Директор прошел, и Люба с неодобрением отметила, что Чашкин ни здрасьте, ни привета на лице, ни полупоклончика не обозначил, лишь проводил Деркача хладным, совершенно равнодушным взором.
Сидел на краешке стула — было видно, что отчетливо сознает и с усилием претерпевает свою здесь неуместность — и больше, чем всегда, был похож сейчас дядя Ваня Чашкин на не очень крупную, сочувствие вызывающую измученно-больную обезьяну.
Глядя на этот чересчур широкий, безгубо пришлепнутый рот, на небольшую пипочку носа, казавшуюся особенно потешной в соседстве с обширной, плохо выбритой, выпукло лежащей верхней губой, глядя на эти умненькие, с терпеливой болью глядящие глазки его, на этот мальчиковый чубчик, старательно зачесанный набок, глядя на эти мужицкие, коряво изломанные работой ладони, молчаливо и чуждо лежащие на коленях как бы отдельно от Чашкина, — Люба испытывала слегка раздраженную, но и очень все-таки сочувственную обиду за него. Ну, к примеру, как если бы она была уже горожанкой, а он, деревенский нелепый родственничек, приехал вдруг в гости и сидел тут перед ней — тихий, растерянный, жалко-неуместный, но все-таки свой, поселковый, кровная, считай, родня.
И хотя смотрела на него, конечно же, свысока — с наивного, насмешливого, смешного высока семнадцати своих лет — с высоты, проще сказать, бессмертия — с высоты тех ярких, звонко-звучных дел, которыми будет (уж будьте уверены!), в отличие от Чашкина, туго наполнена вся ее жизнь, — хотя и свысока смотрела, хотя и звучал ее самомнительный радостный голос: «Нет, мы такими не будем!» (а если точнее, то вот как звучал: «Нет, мой таким не будет!») — но обида была именно сочувственная и именно за Чашкина, за весь его неказистый вид, за сострадание и снисхождение, которые он всем своим обликом вызывал.

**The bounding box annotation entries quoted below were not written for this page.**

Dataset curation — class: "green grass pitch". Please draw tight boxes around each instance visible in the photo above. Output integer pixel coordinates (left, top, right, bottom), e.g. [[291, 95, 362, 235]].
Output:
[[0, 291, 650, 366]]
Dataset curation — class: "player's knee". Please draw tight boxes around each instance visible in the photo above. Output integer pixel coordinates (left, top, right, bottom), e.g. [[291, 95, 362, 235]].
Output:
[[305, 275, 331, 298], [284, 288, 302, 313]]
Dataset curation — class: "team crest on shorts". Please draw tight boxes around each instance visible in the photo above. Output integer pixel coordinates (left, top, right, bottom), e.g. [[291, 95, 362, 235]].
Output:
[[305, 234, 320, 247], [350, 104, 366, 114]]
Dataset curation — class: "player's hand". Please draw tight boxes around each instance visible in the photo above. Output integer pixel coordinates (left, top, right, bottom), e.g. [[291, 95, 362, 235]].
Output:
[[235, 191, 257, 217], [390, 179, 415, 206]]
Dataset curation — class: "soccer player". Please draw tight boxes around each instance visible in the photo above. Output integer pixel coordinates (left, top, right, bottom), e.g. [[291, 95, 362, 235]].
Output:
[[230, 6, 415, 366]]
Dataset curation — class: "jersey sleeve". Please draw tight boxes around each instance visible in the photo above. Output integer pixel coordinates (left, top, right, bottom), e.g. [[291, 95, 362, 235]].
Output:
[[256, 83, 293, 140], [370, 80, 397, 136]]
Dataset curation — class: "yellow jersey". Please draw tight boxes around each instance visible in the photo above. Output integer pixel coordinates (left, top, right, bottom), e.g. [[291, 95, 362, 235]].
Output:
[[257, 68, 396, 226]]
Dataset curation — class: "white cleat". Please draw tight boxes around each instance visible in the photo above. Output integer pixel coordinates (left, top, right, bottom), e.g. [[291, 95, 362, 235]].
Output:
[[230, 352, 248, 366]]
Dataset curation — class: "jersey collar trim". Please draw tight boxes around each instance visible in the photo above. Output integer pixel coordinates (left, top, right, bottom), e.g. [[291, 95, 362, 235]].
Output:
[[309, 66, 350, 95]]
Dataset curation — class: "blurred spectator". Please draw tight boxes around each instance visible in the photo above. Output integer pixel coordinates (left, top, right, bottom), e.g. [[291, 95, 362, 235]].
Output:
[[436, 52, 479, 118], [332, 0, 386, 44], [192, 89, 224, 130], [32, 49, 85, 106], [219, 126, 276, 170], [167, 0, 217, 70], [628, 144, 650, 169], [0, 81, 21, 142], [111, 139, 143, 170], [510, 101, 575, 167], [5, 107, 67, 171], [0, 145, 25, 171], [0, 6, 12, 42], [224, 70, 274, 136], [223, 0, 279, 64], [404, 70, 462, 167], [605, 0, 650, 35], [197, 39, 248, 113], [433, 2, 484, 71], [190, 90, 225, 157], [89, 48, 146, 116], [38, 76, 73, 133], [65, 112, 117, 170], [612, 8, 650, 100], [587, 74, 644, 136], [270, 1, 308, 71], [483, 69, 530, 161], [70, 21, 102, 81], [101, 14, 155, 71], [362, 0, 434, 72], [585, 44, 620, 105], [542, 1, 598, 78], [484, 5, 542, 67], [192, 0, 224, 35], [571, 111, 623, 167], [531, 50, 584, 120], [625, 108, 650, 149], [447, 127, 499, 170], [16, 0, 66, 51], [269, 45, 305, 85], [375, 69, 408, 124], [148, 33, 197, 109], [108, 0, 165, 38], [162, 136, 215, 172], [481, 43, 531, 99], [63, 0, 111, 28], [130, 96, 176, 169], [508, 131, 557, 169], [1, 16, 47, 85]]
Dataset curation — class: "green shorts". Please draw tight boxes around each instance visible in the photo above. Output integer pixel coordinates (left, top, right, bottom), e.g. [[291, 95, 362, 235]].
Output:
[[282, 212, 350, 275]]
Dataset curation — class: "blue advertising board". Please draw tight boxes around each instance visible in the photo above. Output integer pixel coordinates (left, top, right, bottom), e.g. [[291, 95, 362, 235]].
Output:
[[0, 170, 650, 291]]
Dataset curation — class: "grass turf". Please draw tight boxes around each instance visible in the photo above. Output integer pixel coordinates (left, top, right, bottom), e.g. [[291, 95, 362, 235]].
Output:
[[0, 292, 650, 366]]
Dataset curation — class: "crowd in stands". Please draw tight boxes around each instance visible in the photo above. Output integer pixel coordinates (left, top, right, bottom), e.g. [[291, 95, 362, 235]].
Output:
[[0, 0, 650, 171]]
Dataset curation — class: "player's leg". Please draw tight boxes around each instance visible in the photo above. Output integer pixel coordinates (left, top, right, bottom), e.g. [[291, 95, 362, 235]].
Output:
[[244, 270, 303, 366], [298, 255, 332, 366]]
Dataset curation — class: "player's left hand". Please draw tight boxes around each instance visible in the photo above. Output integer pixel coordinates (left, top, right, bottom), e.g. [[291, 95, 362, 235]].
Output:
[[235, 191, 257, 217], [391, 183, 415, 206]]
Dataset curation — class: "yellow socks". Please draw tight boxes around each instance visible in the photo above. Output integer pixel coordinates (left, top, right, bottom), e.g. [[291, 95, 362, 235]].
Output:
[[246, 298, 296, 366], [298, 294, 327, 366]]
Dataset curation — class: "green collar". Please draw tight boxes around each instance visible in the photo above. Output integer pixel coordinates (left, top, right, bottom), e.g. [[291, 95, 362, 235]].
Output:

Негородское дитя, выросшее в окружении таких вот, с виду неладных мужиков, она знала о них многое, может быть, даже все — и дурное, по преимуществу скучно связанное с выпивкой, и доброе, которое было так чаще всего обыденно, просто и не видно, что на него и не обращалось уже внимания, и доброго этого было много, несравненно больше, нежели дурного, и вот поэтому, глядя на Чашкина, Любе еще и необыкновенно досадно было — досадно на смутно ей понятные хмурые обстоятельства жизни, которые почему-то вынуждали дядю Ваню быть вот таким.
Должно быть, сильно и горячо умела чувствовать добрая эта душа. Должно быть, много еще было в ней пылкости, не припорошенной мелкой житейской пылью.
Потому что вдруг — как бы вспышкой — словно на миг вспыхнувшим новым зрением она увидела Чашкина совсем другим, совершенно незнакомым.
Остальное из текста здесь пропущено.